RENO, Nev. (KOLO) -- "I'm always looking over my shoulder, we're always scared," says Katie Haynes, a Reno resident who got out of an abusive relationship last year. She says the last time her ex-boyfriend threw her down the stairs, her daughter called 911 and saved her life. After that, her ex-boyfriend was put in jail. Just thinking about what she lived through and the trauma it still causes her has her tearing up.
"It's just terrifying," she says.
That's why she and others are speaking out in favor of Marsy's Law, which is a proposed constitutional amendment that would guarantee enforceable rights to crime victims. Among them, the right to be protected by the defendant, the right to notice of all public proceedings in the case, and the right to be heard, upon request, at all public proceedings regarding the case.
"My voice would be heard.

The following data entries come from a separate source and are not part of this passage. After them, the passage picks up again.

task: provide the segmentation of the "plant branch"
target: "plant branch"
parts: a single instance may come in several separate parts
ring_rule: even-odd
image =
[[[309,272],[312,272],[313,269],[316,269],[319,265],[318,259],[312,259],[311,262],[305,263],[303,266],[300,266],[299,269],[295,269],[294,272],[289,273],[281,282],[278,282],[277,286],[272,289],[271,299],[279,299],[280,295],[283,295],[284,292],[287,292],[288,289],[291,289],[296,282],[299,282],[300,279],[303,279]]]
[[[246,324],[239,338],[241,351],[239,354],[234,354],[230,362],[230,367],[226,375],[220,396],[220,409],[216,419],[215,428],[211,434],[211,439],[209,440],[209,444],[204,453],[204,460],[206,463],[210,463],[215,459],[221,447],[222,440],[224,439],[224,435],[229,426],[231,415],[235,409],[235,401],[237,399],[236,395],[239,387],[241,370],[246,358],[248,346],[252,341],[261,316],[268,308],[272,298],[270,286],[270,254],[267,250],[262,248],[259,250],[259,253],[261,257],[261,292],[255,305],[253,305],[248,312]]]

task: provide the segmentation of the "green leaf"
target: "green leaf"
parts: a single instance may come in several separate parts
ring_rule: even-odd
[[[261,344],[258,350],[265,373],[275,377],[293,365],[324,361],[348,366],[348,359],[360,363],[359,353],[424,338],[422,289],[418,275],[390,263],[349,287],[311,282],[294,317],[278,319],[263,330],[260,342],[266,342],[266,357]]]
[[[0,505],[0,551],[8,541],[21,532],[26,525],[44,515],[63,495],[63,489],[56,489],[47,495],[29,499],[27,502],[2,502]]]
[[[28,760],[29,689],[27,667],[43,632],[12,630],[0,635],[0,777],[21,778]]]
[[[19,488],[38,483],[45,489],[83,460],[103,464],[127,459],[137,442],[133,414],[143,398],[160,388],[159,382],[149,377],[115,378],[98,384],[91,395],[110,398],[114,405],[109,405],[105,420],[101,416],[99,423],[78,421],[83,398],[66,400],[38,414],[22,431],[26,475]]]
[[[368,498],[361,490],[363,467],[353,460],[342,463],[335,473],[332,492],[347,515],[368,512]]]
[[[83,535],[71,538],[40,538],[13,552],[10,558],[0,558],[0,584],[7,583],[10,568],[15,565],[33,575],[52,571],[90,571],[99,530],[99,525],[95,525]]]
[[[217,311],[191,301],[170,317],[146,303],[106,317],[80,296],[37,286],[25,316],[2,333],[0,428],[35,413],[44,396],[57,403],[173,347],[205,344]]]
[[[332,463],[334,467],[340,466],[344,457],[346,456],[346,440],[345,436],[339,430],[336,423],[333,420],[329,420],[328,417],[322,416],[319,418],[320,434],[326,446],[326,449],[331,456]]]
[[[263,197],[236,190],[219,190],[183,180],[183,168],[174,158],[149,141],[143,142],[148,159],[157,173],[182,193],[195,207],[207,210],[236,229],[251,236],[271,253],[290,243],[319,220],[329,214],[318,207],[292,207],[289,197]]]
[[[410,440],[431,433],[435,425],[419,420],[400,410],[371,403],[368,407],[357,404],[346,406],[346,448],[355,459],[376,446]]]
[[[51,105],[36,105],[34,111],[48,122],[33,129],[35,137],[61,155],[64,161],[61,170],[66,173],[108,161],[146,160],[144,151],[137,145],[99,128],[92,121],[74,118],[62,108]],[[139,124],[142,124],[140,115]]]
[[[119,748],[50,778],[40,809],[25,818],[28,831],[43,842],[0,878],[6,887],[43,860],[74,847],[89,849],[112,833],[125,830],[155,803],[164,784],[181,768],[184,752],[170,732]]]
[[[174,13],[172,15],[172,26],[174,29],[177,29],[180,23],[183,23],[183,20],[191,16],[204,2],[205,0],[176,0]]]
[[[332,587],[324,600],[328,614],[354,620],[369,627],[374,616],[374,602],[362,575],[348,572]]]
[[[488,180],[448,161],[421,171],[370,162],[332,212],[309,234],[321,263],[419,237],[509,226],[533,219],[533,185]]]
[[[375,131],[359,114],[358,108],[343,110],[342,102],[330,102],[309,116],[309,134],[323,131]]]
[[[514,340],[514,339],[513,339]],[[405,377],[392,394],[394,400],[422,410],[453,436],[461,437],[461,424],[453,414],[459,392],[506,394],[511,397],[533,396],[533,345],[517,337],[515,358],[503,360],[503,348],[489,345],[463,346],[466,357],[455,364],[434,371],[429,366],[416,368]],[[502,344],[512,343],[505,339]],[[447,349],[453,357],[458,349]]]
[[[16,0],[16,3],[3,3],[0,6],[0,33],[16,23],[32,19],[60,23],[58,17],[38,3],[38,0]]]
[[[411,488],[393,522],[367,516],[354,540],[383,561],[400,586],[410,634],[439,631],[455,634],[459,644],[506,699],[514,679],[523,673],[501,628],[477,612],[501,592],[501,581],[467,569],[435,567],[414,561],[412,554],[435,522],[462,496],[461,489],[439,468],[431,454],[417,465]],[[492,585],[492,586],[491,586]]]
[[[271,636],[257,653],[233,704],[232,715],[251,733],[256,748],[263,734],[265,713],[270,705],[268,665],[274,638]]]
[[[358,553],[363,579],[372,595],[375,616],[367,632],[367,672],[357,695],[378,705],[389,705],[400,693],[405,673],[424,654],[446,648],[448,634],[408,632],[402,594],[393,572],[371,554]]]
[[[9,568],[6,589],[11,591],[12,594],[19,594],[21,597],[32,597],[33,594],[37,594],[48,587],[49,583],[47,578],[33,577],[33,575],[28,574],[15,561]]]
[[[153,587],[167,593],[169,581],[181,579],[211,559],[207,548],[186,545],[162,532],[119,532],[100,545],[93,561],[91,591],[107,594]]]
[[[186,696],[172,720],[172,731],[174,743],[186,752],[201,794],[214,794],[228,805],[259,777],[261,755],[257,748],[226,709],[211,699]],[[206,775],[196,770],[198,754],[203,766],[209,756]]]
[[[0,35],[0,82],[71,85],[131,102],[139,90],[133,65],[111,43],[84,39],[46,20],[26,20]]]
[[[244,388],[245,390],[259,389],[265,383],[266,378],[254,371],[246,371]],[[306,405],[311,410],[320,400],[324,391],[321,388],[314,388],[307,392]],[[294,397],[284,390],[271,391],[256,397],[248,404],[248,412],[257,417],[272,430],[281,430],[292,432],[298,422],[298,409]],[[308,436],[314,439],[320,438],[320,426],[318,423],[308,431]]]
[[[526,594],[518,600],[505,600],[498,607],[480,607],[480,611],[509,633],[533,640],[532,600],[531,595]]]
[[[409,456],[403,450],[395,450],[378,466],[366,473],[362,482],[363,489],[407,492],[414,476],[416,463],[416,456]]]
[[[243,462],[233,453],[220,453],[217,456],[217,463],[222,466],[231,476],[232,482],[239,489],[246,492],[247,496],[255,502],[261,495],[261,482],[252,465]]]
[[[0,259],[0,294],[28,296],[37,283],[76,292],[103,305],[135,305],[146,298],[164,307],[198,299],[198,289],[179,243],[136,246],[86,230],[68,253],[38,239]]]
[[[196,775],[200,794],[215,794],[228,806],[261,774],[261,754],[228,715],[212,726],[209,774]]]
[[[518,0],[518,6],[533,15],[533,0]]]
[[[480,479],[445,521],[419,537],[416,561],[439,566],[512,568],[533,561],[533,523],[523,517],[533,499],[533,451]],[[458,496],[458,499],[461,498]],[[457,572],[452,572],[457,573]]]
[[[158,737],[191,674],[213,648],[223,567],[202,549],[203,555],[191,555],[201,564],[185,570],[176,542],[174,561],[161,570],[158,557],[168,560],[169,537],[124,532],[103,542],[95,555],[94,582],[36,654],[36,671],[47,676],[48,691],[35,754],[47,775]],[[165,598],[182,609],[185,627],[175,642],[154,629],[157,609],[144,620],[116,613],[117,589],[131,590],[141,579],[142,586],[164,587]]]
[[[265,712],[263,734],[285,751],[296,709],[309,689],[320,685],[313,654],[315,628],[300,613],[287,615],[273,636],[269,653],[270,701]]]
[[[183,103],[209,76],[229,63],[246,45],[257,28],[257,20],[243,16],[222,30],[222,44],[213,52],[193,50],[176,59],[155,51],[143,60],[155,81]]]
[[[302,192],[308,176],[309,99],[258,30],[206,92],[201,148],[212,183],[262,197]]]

I would be there for all the steps; I would be able to talk to somebody rather than just being sent to the prosecutor. I feel like I'm just there for the last steps," says Haynes.
Marcy's Law was first approved by Nevada lawmakers in 2015 and again in 2017 as required by Nevada law for a constitutional amendment. The measure now goes to the voters this November; they will see it on the ballot as Question 1. The proposal already has the support of some of the top law enforcement officers and prosecutors in Northern Nevada.
"It will give victims of crime the information they need, it will afford them the dignity and respect they so deserve after being yanked into a difficult system," says Chris Hicks, Washoe County District Attorney.
Marsy's Law is named after Marsalee Nicholas, who was murdered by her ex-boyfriend in California in 1983. Marsy's Law measures have been passed in several states including California and Illinois.